Sunday, September 20, 2009

Triangulation nonsense

Let me begin by saying that Flick is crazy: who has ever heard of more than one researcher working on a qualitative paper at the same time? The idea is preposterous and I’m sure that brilliant reviewers will not let any of this more-than-one-researcher nonsense get published.
Now that that has been cleared up, I think the article was a nice little exposé of triangulation, what it means and how we should use it. My only question would be: how do we go about writing about triangulation in our research? Do only qualitative journals accept it as valid?
I think Pauwels brings up a very interesting discussion with the “virtual” versus “real” worlds.
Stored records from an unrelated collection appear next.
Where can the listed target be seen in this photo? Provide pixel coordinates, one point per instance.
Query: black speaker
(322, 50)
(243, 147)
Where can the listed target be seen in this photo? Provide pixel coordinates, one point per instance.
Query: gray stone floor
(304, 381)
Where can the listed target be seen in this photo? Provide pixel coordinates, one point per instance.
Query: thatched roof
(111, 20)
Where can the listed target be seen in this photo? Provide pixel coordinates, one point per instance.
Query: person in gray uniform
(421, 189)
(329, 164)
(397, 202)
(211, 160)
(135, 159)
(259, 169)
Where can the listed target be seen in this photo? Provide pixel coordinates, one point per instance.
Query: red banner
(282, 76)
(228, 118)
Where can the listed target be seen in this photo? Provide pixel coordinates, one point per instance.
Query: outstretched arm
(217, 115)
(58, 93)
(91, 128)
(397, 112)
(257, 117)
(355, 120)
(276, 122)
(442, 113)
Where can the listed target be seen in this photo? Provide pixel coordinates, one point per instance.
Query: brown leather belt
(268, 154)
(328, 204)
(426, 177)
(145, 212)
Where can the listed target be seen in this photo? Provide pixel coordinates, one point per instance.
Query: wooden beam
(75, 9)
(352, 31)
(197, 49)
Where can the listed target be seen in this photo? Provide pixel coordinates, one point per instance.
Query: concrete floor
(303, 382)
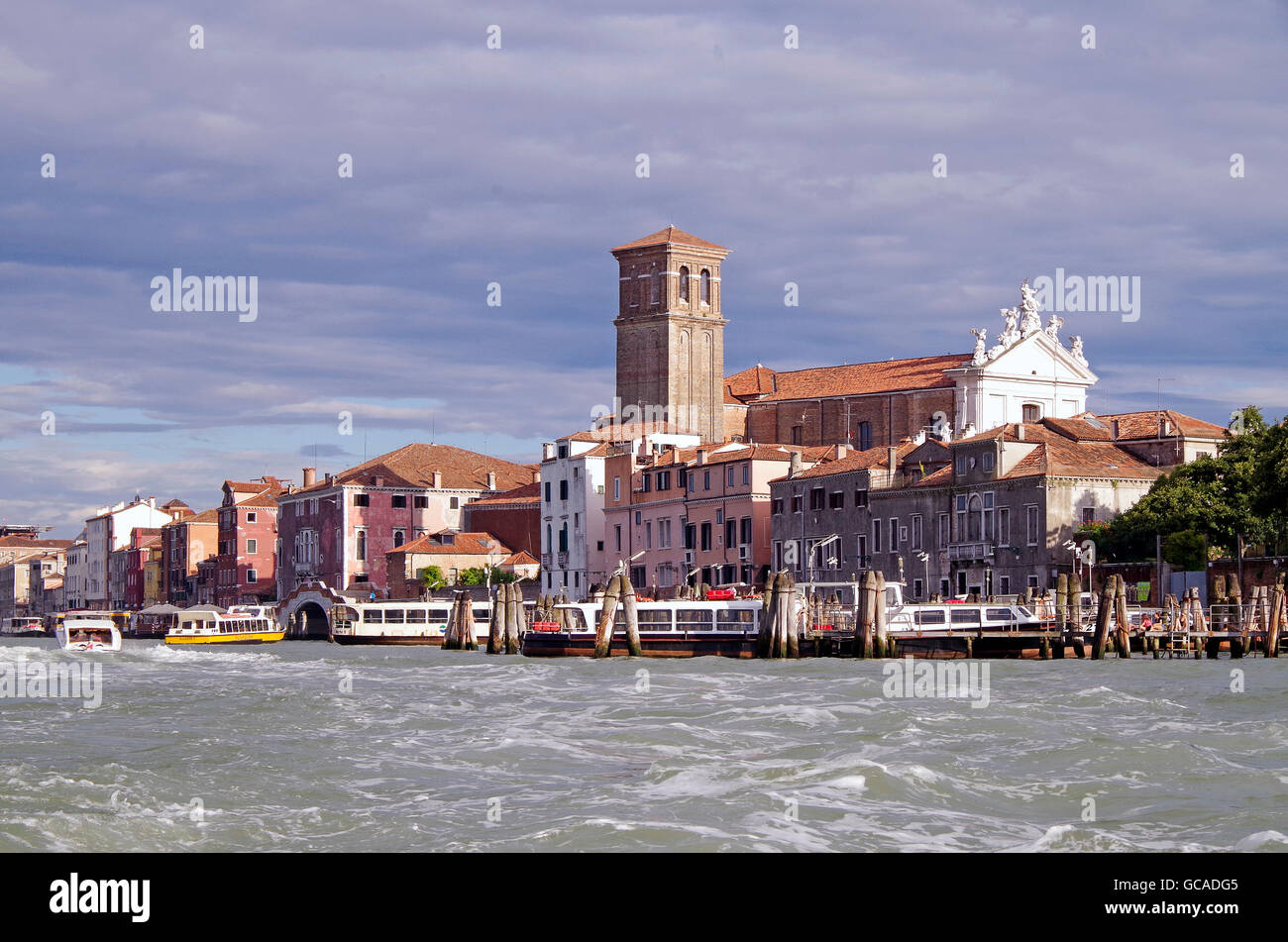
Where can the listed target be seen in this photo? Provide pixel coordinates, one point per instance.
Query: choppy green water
(269, 749)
What he fails to mention is that, in many cases, people tend to like the virtual better because they can be whoever they want to be (due to the lack of face-to-face interaction: “identitiy play” on p.608) and they can completely avoid what he calls “potentially threatening forms of feedback” (p. 605). Baudrillard, for example, spoke of the virtual world as the same as giving each users its own vessel, which he can use to travel wherever he goes without having any physical contact with anything and anyone.
Representativity is another huge issue. The research we read is usually focused on Internet users and, I believe, that helps us forget that there are many non-users out there. Dr. Straubhaar conducted some research on this area last year and, if I remember correctly, 25% of the first-generation immigrants hadn’t even HEARD of the Internet.
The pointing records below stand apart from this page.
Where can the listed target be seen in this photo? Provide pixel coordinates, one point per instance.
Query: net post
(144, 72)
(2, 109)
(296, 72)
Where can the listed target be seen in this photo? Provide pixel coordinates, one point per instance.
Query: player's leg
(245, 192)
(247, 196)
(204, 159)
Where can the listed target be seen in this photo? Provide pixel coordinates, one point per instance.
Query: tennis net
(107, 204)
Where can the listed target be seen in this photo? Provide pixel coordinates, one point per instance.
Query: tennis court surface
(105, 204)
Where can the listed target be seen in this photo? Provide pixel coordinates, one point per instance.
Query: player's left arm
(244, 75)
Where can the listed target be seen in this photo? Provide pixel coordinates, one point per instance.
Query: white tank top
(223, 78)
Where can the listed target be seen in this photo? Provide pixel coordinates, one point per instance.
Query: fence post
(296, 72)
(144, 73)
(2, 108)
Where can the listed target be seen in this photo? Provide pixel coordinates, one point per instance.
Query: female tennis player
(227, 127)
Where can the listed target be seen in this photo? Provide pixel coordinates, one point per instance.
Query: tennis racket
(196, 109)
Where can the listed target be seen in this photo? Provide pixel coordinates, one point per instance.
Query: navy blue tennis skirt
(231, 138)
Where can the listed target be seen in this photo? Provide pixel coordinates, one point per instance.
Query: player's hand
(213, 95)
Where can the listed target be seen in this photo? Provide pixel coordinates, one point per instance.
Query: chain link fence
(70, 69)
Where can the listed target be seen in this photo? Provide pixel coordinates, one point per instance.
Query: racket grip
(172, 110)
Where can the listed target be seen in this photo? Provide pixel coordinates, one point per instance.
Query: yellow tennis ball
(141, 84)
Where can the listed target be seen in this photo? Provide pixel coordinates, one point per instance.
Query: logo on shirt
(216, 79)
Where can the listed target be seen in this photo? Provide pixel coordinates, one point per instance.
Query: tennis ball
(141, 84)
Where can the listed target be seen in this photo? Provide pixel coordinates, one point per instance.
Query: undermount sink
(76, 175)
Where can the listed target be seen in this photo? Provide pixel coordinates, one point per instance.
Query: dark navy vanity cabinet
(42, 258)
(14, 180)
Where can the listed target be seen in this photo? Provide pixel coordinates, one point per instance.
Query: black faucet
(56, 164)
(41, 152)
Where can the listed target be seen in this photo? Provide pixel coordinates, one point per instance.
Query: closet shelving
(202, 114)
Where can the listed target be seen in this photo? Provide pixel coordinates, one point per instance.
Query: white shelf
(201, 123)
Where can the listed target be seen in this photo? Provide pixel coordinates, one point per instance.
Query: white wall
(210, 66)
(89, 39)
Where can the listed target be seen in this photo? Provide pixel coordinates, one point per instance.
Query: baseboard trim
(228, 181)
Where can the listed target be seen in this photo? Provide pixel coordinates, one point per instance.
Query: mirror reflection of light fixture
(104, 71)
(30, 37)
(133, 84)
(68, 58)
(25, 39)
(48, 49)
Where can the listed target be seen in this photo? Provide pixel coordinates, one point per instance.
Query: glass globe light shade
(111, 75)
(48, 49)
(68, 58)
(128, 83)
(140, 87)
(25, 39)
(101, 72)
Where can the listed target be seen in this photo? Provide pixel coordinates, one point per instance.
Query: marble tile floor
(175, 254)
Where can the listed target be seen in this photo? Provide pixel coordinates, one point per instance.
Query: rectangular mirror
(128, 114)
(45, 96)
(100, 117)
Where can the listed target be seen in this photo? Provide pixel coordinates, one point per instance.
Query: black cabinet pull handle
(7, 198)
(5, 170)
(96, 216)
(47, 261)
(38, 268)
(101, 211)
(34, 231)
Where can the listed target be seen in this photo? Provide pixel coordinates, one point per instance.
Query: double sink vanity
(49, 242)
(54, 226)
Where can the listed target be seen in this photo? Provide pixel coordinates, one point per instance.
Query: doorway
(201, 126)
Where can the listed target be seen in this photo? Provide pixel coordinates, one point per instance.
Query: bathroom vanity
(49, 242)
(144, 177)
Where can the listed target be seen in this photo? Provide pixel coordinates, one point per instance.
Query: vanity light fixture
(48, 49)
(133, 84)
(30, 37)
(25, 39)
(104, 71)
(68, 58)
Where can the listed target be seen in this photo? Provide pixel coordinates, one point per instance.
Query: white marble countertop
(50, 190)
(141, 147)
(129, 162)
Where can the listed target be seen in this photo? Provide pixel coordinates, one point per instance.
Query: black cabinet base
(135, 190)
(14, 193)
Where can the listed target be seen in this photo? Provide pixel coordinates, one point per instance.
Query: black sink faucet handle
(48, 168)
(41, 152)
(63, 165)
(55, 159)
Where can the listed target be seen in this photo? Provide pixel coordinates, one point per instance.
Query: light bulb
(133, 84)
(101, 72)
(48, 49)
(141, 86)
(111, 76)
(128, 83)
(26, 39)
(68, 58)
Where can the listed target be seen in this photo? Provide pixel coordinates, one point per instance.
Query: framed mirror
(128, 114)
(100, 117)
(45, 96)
The critique that Internet research is “still largely confined to textual data” (p. 607) has a lot to do with what we talked about in the last class: it’s easier. The call that the author makes to bring in more ethnography into Internet research instead of just looking at the pages themselves is brilliant. We are trying to study new phenomena using the same textual analysis that scholars have always used to analyze books. Isn’t the Internet more a way of life, a way of doing things and participating rather than a mass-media device? Shouldn’t we stop thinking about an online world and a real world and start thinking that we live, and do research, in the area where they meet and the “borders” become invisible?
The Belton piece was very interesting (I loved the “proof of the pudding is in the eating” deal on p. 634). Besides the fact that Mel was messed up in the head, the piece made me think that we think way too much about what TV is doing to our kids. That’s not to say that we should stop researching, but after reading the article and going over Cultivation Theory and mean world syndrome in my head I couldn’t help thinking that, if we take away the images (which are VERY powerful), TV is not much worse than “children’s stories” that are full of evil witches, bad wolves, cruel stepsisters, monsters and ghosts.
If the piece proves anything, it’s that children can watch all the TV in the world…but their level of m essed-upness is directly related to their real, everyday life (i.e. family, friends, school, etc.). That’s what the author calls “incorporation of personal experience” (p. 639). If they’re using the images from TV to express their own feelings, does it really matter if the images are bad if everything else they’re surrounded by is good?
I apologize for this question: isn’t quantitative research also guilty of completely ignoring human individuality (p. 641)?